Usually, if you have a job for two years or more as a form of employment and income stability and a credit score that’s good enough. Paid down your debts and started saving then you could qualify for a mortgage.
A mortgage is a loan that’s secured on immovable property, normally your home; hence it’s also referred to as a home loan or bond. The mortgage is lent to you in a lump sum to pay for the property and is legally bound to the property by the attorneys who register your mortgage bond.
And it’s calculated by the lenders who takes the loan required (this is known as the principal sum). And then works out the interest you’ll owe them over the full term of the mortgage. And this interest is, in effect, an additional sum you now owe the lender.
Making it a total of two loans calculated by the annual cost of the interest multiplied by the term of the mortgage. And your instalments will change according to how the interest rate increases or decreases.
But getting the best mortgage rates isn’t just about your salary amount. As a more important consideration is an applicant’s debt-to-income ratio. To determine whether a homebuyer is able to afford their monthly mortgage payment by calculating how much income remains after debt payments are made.

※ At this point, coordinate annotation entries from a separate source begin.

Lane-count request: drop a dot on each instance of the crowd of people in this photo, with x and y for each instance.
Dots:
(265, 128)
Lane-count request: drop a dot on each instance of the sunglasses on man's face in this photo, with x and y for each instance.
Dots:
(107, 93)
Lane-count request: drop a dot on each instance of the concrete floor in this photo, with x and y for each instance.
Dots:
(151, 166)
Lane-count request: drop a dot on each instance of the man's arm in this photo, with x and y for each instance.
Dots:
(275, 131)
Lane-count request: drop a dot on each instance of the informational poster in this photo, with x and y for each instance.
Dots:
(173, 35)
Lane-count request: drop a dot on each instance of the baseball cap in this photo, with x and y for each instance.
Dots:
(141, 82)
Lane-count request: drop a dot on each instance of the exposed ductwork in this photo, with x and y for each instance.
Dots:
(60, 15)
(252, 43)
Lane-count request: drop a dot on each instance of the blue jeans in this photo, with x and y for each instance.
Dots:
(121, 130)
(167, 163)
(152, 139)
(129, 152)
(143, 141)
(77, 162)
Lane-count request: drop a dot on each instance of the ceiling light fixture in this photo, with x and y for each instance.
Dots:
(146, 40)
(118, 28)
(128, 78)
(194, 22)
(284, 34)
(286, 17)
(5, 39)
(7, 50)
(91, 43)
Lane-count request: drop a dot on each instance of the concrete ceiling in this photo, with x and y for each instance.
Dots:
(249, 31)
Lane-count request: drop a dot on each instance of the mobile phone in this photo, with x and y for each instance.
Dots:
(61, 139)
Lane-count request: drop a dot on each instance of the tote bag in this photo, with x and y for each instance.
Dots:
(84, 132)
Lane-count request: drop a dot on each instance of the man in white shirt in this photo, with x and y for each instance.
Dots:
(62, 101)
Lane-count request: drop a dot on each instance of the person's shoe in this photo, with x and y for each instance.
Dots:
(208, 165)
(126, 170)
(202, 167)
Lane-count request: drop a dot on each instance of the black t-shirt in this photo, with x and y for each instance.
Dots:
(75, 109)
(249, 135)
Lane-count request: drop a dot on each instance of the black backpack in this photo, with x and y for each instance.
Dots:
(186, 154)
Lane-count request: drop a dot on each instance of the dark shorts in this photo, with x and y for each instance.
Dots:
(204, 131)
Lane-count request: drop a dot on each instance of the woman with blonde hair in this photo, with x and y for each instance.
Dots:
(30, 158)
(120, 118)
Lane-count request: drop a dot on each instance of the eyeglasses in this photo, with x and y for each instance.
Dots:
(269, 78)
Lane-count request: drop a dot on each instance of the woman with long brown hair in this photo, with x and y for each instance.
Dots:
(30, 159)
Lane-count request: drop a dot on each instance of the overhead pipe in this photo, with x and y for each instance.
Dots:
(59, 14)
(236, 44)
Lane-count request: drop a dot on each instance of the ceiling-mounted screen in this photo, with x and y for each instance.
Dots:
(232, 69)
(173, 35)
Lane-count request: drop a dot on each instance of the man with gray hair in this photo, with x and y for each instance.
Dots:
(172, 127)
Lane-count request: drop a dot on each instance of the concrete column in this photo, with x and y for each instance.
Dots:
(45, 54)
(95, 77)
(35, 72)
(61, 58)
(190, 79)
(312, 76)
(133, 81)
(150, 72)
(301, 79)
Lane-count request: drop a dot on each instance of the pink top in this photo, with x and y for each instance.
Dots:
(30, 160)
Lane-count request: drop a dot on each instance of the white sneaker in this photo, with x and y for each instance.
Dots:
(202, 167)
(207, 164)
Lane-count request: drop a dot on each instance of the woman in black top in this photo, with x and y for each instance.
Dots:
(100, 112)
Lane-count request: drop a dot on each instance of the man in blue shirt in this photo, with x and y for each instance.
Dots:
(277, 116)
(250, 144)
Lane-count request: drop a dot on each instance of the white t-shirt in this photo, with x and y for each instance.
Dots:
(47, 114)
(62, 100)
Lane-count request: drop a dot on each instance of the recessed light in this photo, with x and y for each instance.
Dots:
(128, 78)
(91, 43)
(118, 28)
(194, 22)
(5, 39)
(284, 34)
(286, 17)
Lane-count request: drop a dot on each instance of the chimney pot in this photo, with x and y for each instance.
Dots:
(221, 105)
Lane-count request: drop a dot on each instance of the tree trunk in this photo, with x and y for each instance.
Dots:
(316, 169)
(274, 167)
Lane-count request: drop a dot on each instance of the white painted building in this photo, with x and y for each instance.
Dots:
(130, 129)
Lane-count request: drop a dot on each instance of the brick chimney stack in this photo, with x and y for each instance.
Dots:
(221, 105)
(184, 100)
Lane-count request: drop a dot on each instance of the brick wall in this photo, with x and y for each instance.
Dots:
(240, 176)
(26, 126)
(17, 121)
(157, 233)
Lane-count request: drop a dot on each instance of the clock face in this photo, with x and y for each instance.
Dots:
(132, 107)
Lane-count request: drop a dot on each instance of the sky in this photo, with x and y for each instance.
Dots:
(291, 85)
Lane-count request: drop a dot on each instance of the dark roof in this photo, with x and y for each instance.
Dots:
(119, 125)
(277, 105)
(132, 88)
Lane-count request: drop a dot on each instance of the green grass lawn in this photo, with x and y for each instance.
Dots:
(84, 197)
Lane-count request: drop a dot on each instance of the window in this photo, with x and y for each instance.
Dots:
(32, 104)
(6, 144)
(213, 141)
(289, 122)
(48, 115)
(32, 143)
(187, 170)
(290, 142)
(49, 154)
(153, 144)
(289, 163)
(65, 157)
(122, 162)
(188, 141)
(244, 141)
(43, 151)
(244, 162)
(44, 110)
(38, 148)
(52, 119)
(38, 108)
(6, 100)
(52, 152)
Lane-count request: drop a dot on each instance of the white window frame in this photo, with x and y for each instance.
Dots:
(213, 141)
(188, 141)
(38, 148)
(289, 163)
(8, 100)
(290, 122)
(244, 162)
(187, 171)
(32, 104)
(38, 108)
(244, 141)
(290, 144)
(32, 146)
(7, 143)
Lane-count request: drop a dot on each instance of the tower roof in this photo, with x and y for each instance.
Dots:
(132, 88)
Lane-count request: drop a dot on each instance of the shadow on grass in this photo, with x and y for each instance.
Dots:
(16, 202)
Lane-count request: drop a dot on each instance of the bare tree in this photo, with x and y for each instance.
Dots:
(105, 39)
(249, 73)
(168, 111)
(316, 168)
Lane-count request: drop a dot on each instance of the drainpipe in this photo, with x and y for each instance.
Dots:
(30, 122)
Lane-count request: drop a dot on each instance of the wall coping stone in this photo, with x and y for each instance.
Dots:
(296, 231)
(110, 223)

This is calculated by taking your gross income, less all the deductions like tax, UIF to get your net income. Then work out what your total monthly expenses are like groceries, utility bills, car insurance. And add that to all your monthly commitments to any debts you have, credit cards, vehicle finance or loan repayments.
Subtract this amount from your net income and the amount you’re left with is your disposable income. This figure will be the maximum monthly mortgage repayment most lenders will allow.
Make extra repayments whenever you can as interest on a mortgage loan is calculated daily and then billed monthly. Because of this, if you make any additional payments into your home loan, you’ll reduce the outstanding balance and the interest that you pay.
Also the bigger your deposit, the better your chance of getting a lower interest rate and reducing the total interest charged on your bond. Helping you pay off your loan faster saving thousands of rands and years off the lifespan of your bond.
Also shop around for the best home loan deal to get the lowest interest rate possible from the outset.